Re: Campag freehub cassette carrier

Postby Mick F » 18 Sep 2017, 6:25am

Question:
How were the 7sp cassette Campag shifted?
Did they have a 7sp Ergo?

I suspect that they used DT shifters, and they would have been to last that Campag produced.
Mick F. Cornwall

MartinC
Posts: 1909
Joined: 10 May 2007, 6:31pm
Location: Bredon

Re: Campag freehub cassette carrier

Postby MartinC » 18 Sep 2017, 11:26am

I used to have some 7 speed 126mm Campag cassette hubs. They were Athena and Xenon. They were of he same vintage (late 80's, early 90's ?) as Synchro DT shifters and there was a specific insert for the levers for them (as there was for different makes of freewheel originally, later versions of Synchro all had the same spacing). There were never any 7 speed Ergo shifters. I used the hubs well into the noughties with 8 speed ergos simply by dropping one sprocket off an 8 speed cassette 'cos Campag 7 and 8 speed spacing is the same.

I have no idea if I could've put an 8 speed or a 9/10/11 speed freehub on these. Not sure what the OP is trying to achieve. If it's to use the wheel in a 130mm frame with a 10 speed transmission then it's worth trying a new freehub. If the problem is a lack of 7 speed cassettes then AFAIK 8 speed 13-23 and 13-26 Record cassettes are still available and the 7 from 8 trick works.

If it's any help a Campag 7 or 8 speed transmission works on the same spacing as a Shimano 7 speed hub and cassette.

MartinC
Posts: 1909
Joined: 10 May 2007, 6:31pm
Location: Bredon

Re: Campag freehub cassette carrier

Postby MartinC » 18 Sep 2017, 11:41am

Mick F wrote:..................I suspect that they used DT shifters, and they would have been to last that Campag produced.


Campag produced 8 speed DT Synchro shifters, initially with an specific insert that would do 8 speeds and later just an insertless 8 speed version that worked (insofar as Synchro I or II ever worked) on 7 'cos the spacing was the same.

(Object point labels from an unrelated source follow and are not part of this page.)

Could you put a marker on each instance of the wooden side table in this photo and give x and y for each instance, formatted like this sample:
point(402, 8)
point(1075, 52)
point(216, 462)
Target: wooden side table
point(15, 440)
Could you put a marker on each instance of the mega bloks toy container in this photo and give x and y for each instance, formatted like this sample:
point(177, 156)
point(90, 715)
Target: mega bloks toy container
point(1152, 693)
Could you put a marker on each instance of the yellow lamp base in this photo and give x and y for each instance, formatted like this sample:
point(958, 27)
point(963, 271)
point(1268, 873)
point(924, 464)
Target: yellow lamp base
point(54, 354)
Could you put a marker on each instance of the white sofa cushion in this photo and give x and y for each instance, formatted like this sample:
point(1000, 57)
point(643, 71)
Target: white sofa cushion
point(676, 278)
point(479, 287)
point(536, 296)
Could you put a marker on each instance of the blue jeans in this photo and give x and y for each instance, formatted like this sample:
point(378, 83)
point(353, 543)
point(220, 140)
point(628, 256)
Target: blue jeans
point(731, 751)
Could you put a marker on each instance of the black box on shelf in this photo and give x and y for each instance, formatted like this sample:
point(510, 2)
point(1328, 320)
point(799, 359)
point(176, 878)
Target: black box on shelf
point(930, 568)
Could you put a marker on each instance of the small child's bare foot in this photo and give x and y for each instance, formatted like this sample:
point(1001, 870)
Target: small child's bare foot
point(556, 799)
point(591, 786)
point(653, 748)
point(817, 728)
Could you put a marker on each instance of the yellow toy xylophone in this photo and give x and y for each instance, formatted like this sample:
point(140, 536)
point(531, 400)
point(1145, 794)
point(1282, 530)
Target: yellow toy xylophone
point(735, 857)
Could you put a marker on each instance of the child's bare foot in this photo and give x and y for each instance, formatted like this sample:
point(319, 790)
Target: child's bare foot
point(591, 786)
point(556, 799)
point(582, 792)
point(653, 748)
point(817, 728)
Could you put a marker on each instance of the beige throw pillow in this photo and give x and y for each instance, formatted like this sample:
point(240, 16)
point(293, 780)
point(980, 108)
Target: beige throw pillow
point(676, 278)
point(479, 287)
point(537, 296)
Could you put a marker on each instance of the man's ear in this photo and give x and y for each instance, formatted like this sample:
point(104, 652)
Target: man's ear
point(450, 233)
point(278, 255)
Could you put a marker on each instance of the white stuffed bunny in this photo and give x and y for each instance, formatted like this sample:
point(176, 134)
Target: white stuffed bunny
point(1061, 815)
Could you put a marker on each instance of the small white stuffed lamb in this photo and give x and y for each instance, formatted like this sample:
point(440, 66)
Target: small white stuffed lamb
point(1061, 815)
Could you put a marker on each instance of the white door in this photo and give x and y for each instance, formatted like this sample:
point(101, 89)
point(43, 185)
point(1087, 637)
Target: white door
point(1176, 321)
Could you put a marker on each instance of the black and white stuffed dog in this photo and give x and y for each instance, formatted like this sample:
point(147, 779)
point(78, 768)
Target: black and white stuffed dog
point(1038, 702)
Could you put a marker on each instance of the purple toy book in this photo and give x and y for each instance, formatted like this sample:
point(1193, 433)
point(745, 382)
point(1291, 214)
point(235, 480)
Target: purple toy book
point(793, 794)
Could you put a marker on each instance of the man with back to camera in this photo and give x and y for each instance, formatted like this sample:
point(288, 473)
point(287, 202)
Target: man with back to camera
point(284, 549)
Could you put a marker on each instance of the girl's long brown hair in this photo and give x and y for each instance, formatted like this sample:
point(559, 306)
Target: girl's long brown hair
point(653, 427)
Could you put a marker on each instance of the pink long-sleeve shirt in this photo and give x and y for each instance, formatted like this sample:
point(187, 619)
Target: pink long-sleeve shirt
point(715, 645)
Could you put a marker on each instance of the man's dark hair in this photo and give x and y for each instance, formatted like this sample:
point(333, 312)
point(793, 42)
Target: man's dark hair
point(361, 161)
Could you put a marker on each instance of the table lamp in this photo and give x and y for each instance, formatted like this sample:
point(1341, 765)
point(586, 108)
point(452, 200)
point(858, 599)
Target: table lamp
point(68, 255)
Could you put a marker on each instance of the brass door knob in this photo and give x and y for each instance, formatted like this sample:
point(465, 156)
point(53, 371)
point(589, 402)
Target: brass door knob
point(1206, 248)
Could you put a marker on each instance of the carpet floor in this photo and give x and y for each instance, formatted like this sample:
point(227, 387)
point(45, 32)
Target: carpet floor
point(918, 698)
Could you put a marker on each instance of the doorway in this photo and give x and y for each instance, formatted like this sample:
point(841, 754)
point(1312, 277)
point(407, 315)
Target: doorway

At one time rear mechs were supplied with two bottom gear adjusting screws - a long one and a short one depending o whether you were going to use the mech on a 7 or 8 speed cassette/freewheel.

I still have some unused 8 speed Synchro levers in the garage - I just never got round to using indexed gears before I switched to Ergos and STIs.